Bacteriophage λ Can Be Modified for Use as a Cloning Vector and Assembled in Vitro
Bacteriophage λ is probably the most extensively studied bacterial virus, and a great deal is known about its molecular biology and genetics. A λ phage virion has a head, which contains the viral DNA genome, and a tail, which functions in infecting E. coli host cells. When λ DNA enters the host-cell cytoplasm following infection, it undergoes either lytic or lysogenic growth. In lytic growth, the viral DNA is replicated and assembled into more than 100 progeny virions in each infected cell, killing the cell in the process and releasing the replicated virions. In lysogenic growth, the viral DNA inserts into the bacterial chromosome, where it is passively replicated along with the host-cell chromosome as the cell grows and divides.

The bacteriophage genome. (a) Electron micrograph of bacteriophage λ virion. The genome is contained within the head. (b) Simplified map of the λ phage genome.

The λ genes encoding the head and tail proteins as well as various proteins involved in the lytic and lysogenic growth pathways are clustered in discrete regions of the ≈50-kb viral genome. When bacteriophage λ is used as a cloning vector, it must be capable of lytic growth, but other viral functions are irrelevant. Consequently, the genes involved in the lysogenic pathway and other viral genes not essential for the lytic pathway are removed from the viral DNA and replaced with the DNA to be cloned. Up to ≈25 kb of foreign DNA can be inserted into the λ genome, resulting in a recombinant DNA that can be packaged in vitro to form virions capable of replicating and forming plaques on E. coli host cells.
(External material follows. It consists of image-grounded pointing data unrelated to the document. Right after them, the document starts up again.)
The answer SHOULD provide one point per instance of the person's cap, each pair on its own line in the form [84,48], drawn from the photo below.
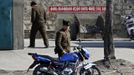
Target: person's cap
[33,3]
[65,23]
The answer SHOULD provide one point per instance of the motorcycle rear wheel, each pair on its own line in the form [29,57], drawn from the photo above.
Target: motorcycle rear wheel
[92,71]
[42,70]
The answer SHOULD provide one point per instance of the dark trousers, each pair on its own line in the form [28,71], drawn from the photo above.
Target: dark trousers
[42,30]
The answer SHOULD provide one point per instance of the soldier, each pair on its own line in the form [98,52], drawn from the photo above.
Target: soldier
[100,25]
[38,19]
[62,41]
[75,28]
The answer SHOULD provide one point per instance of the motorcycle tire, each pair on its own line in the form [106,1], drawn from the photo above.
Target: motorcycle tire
[40,70]
[92,71]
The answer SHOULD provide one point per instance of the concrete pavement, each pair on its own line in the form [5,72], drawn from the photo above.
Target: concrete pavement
[19,60]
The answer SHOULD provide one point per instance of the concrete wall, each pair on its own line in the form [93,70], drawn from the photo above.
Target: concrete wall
[18,34]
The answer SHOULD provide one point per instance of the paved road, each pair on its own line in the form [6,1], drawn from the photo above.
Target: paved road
[19,60]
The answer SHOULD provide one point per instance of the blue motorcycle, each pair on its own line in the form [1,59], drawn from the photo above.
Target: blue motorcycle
[75,63]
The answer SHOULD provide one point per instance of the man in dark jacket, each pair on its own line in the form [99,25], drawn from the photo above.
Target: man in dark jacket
[62,40]
[75,28]
[100,25]
[38,19]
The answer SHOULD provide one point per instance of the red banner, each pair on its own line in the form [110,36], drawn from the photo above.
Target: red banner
[77,8]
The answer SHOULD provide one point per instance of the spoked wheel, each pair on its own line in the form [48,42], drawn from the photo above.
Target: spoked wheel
[42,70]
[92,71]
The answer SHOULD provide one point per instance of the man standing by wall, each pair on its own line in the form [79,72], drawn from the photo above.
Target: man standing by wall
[62,41]
[38,19]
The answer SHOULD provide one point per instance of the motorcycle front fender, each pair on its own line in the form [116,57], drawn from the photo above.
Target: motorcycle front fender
[89,65]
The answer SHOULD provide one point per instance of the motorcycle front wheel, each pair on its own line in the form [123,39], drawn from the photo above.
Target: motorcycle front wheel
[92,71]
[42,70]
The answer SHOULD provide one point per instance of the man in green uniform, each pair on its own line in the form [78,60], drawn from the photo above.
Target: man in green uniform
[38,19]
[62,41]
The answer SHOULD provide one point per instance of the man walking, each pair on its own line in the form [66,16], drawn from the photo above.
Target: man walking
[62,41]
[38,19]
During the in vivo assembly of λ virions within infected host cells, viral heads and tails initially are assembled separately, from multiple copies of the various proteins that compose these complex structures. Replication of λ DNA in a host cell generates long multimeric DNA molecules, called concatomers, that consist of multiple copies of the viral genome linked end to end and separated by specific nucleotide sequences called COS sites. Two λ proteins, designated Nu1 and A, bind to COS sites and direct insertion of the DNA lying between two adjacent COS sites into a preassembled head. This process results in the packaging of a single ≈50-kb λ genome from the multimeric concatomer into each preassembled head. Host-cell chromosomal DNA is not inserted into the λ heads because it does not contain any copies of the COS sequence. Once λ DNA is inserted into a preassembled λ head, the preassembled tail is attached, producing a complete virion.